Apr 12, 2013
I’m a sucker for retro games. There is just something charming about going into the past with today’s hardware. I get especially teary-eyed when 8-bit graphics appear.
Kairosoft’s Ninja Village is that type of tearjerker that I’m talking about. Set in ancient Japan, it it is a city simulation set during the period of feudalism. It’s craftily set as a unification adventure that involves ninja clans, so in one swoop, I was getting some awesome backstory angles to work with.
Yes, the game came with retro looks, down the pleasant (for me) shaky movements and blended color. I liked the detail the developer put into creating a fun-looking environment.
The gameplay was a potent mix of civilization simulation and domination principles. Frankly, I really enjoyed the intricate nature of this title. Its game engine was pretty cool, and a lot of thought seemed to have been put into the basic logic. I was responsible for training and upkeep of my ninja warriors. A key component of this was the ability to manage my non-infinite resources. First, I had to do stimulate basic commerce to increase my funds; villagers needed food, and food also brought valuable cash when sold to merchants. I was able to build industry like farms and also able to build infrastructure for my growing clan.
Eventually, I received info that adjoining lands were available to be raided.
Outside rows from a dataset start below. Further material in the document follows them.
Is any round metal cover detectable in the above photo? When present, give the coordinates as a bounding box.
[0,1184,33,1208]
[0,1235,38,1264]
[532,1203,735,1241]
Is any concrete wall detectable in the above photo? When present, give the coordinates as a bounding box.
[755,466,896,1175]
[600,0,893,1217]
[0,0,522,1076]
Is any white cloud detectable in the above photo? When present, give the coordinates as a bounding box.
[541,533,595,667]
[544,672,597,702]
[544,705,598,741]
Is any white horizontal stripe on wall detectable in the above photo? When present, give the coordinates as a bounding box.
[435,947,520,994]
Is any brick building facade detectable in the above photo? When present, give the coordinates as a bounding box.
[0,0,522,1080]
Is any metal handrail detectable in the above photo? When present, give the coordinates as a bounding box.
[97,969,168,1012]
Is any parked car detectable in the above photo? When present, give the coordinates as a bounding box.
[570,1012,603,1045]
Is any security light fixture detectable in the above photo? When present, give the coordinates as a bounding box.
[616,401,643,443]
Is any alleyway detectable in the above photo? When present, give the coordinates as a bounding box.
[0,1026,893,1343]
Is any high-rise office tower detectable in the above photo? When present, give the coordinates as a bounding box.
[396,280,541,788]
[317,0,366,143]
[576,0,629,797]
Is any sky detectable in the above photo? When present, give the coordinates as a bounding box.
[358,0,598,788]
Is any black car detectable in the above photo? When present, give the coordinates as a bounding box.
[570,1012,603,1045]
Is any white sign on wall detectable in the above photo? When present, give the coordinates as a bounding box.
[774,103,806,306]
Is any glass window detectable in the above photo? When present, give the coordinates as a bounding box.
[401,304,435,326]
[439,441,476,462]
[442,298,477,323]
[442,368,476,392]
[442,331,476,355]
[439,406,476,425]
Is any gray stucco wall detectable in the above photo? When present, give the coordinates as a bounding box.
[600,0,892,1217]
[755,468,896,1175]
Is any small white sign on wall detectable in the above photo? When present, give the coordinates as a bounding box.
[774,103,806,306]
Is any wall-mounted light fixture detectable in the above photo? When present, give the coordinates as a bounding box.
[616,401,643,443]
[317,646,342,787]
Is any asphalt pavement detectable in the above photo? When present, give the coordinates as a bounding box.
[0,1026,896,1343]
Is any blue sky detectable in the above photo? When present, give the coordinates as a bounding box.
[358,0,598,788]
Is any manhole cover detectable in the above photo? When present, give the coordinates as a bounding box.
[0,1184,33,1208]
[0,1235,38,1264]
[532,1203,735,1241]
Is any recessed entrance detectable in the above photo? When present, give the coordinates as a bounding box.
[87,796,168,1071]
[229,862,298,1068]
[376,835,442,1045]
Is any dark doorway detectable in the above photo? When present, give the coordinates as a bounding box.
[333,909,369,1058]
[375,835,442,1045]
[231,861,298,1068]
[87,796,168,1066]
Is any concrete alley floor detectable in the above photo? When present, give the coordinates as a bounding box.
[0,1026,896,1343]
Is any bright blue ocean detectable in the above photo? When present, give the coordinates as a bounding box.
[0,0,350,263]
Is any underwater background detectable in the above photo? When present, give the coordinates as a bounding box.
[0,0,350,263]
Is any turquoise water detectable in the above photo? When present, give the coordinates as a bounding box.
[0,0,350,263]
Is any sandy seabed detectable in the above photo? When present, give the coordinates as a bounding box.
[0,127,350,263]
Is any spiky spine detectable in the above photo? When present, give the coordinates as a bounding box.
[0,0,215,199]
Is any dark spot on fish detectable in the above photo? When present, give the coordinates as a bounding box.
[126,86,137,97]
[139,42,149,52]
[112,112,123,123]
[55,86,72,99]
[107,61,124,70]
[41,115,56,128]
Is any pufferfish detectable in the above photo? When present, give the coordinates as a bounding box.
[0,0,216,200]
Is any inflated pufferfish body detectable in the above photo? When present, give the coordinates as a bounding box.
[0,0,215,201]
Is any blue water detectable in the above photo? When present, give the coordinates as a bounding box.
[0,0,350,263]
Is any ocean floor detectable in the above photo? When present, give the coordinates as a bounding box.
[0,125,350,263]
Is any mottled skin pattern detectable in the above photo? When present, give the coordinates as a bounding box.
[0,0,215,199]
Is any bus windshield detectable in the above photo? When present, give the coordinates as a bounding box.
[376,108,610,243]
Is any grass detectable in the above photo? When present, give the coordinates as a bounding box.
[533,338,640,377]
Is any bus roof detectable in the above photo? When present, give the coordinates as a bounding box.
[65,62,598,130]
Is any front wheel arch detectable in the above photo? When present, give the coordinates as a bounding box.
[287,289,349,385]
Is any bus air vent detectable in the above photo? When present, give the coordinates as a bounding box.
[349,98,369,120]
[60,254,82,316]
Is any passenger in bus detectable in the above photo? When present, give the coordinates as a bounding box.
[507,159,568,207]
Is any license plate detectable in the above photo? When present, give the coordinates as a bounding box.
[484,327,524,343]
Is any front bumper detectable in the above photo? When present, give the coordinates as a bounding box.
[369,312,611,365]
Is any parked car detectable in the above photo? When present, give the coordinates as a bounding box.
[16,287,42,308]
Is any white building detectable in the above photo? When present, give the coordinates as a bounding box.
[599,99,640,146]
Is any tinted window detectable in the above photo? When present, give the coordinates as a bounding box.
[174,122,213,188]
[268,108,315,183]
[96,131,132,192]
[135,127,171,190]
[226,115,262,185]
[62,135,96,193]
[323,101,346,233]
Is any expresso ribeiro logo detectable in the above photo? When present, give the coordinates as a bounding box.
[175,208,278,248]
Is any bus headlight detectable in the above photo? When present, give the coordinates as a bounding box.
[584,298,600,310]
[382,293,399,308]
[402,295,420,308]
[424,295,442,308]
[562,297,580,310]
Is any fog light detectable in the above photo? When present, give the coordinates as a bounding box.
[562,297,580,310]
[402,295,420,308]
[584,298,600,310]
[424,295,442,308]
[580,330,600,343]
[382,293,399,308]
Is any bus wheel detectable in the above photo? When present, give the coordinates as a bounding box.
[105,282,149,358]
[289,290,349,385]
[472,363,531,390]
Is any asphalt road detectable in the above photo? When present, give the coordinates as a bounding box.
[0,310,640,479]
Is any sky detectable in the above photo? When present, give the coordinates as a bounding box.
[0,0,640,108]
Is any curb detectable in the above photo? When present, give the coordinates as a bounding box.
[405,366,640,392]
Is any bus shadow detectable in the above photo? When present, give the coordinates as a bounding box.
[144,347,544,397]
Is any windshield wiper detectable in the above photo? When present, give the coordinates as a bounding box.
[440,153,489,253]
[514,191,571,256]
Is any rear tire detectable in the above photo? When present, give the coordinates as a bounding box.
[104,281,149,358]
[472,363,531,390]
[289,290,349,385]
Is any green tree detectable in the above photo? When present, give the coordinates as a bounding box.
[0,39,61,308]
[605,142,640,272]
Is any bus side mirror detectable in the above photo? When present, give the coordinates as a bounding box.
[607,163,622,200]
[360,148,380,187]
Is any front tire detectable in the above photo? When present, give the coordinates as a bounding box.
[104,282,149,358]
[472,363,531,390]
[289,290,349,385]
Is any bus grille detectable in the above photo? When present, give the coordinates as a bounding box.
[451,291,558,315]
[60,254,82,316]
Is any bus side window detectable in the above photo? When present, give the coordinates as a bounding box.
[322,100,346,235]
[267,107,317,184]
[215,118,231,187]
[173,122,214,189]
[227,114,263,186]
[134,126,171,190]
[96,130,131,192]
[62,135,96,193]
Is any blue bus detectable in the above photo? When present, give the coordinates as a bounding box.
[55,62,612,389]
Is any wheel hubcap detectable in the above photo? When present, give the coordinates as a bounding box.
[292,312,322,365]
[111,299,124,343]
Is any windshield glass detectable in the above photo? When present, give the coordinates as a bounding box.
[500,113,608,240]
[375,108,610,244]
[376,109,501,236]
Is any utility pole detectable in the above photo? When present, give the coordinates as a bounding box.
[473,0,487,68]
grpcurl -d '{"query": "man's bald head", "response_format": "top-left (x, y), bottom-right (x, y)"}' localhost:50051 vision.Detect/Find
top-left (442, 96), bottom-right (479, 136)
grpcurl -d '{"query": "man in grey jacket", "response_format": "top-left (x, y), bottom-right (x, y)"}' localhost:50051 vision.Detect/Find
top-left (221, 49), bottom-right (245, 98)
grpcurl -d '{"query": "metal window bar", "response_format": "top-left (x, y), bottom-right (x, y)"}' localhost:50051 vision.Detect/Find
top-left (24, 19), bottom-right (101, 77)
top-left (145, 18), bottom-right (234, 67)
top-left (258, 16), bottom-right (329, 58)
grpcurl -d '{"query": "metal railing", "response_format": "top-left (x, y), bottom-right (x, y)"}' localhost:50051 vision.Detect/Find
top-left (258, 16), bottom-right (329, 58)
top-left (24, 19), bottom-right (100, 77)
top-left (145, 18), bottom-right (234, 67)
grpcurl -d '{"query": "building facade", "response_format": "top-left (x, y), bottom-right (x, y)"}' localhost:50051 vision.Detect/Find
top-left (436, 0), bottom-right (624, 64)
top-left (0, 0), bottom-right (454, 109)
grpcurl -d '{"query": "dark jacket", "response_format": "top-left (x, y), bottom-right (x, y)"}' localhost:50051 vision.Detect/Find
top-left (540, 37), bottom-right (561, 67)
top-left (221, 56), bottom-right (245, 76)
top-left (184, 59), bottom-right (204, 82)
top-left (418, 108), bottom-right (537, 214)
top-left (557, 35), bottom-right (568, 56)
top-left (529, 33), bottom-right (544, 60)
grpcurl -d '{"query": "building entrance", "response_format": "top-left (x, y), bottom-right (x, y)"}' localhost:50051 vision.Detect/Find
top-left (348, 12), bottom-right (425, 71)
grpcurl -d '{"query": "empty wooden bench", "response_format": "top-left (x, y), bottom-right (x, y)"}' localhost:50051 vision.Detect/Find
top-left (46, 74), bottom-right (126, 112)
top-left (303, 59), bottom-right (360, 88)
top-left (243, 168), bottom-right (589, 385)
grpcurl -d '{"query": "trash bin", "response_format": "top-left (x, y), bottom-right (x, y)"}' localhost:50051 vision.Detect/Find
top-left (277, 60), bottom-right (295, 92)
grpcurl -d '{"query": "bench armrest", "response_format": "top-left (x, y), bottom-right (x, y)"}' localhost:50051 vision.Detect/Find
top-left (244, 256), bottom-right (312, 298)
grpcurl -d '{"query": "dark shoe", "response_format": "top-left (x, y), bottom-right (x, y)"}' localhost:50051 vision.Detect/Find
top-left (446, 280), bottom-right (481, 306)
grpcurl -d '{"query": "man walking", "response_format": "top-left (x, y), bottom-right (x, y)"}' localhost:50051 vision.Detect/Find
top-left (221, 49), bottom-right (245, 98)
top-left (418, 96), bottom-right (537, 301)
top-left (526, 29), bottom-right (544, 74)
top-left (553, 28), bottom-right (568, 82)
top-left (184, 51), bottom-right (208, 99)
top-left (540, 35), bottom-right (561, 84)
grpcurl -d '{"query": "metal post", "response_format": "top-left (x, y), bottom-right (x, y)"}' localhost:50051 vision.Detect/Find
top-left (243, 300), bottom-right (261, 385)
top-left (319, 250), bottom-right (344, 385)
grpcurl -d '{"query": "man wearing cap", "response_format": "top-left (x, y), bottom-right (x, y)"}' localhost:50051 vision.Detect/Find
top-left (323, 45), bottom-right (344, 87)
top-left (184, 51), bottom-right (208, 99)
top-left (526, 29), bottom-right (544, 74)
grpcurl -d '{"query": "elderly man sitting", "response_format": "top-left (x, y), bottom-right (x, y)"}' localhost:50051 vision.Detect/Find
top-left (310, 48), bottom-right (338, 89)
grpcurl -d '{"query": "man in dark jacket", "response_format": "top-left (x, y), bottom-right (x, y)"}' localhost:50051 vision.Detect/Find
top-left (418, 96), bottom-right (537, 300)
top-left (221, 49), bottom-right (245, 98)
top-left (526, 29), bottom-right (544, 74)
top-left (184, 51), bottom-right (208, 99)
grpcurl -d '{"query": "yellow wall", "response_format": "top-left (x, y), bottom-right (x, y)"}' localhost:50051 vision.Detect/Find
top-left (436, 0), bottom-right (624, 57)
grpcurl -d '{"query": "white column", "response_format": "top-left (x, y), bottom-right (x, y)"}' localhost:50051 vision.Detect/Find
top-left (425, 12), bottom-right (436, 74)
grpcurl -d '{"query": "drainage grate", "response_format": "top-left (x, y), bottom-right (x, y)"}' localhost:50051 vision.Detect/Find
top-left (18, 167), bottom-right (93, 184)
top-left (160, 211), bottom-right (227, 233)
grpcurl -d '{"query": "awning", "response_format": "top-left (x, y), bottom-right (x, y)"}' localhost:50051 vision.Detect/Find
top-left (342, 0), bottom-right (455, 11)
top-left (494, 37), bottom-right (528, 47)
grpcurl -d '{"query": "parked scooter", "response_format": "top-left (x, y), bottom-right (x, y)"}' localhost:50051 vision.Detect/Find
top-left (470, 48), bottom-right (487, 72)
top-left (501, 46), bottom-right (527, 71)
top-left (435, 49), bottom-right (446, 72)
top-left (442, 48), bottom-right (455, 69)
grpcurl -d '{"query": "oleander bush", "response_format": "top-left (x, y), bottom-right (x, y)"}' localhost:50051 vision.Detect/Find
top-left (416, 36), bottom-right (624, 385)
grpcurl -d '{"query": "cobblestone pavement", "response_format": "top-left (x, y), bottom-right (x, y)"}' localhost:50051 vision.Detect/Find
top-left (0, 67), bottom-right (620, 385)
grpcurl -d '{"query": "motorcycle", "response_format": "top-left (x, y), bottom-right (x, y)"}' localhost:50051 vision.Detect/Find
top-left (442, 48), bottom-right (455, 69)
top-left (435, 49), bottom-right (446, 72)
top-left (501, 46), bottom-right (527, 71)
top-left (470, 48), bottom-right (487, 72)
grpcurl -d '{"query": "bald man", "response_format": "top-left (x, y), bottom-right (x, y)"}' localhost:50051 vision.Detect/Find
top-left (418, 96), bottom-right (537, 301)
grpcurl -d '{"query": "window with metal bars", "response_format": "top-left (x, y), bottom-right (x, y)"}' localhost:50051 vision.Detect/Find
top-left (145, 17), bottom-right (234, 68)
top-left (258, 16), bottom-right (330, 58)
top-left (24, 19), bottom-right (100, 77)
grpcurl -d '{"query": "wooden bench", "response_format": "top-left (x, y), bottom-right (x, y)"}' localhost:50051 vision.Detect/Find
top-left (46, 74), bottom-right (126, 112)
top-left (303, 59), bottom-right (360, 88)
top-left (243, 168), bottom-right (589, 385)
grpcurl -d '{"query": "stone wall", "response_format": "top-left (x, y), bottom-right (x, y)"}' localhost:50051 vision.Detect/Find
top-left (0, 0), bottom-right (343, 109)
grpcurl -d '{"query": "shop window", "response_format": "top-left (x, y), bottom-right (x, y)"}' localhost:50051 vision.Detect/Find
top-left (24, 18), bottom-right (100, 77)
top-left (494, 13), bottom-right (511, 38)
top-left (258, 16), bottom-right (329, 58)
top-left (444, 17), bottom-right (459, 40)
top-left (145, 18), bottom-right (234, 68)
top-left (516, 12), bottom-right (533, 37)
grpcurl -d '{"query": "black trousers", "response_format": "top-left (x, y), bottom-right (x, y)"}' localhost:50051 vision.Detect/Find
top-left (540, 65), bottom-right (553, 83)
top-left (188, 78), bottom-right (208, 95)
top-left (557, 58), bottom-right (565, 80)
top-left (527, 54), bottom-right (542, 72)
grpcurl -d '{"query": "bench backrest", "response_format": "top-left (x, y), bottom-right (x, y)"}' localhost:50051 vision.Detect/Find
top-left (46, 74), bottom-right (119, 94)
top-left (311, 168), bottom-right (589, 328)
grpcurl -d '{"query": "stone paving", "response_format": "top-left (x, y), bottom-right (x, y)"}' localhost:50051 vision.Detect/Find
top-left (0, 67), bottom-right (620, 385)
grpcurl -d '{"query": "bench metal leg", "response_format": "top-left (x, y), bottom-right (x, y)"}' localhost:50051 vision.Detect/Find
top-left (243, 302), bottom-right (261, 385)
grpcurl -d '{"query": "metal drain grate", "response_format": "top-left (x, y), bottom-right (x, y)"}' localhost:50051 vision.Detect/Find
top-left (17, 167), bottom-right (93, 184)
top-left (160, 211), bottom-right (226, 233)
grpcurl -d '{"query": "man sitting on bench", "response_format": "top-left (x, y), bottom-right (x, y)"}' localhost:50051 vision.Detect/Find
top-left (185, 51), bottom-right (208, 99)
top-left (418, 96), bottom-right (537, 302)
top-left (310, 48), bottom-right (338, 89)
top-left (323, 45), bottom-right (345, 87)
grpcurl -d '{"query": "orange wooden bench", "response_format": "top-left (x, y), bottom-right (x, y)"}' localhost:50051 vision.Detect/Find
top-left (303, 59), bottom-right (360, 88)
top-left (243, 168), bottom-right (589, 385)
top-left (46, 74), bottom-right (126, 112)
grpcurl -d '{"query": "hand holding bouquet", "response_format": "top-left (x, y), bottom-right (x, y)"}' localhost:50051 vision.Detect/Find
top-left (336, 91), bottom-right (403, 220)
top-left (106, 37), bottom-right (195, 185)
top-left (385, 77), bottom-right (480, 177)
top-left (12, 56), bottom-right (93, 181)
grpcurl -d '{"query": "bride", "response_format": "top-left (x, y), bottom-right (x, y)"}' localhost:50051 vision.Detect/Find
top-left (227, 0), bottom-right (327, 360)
I selected the troops I needed for battle, and then we got down.
The battles were nicely animated, with victory and losses clearly denoted. I thought that attaching a visual piece to the battle simulations was a nice touch. Victories invariably swelled our numbers, and more funds had to be expended to develop captured lands and to house new villagers. I had to train and equip my villagers with better weapons, because the other clans started getting so much better.
Acquired land and villages were generally useful assets too. The in-game tutorial notes helped a great deal, and navigation made sense after a while. I though the control mechanism was a bit “heavy” and I could have probably done without the music, but it could be toggled and I still think everything fit well together.
All in all, it was a fascinating trip with plenty of play that can be enjoyed across generations.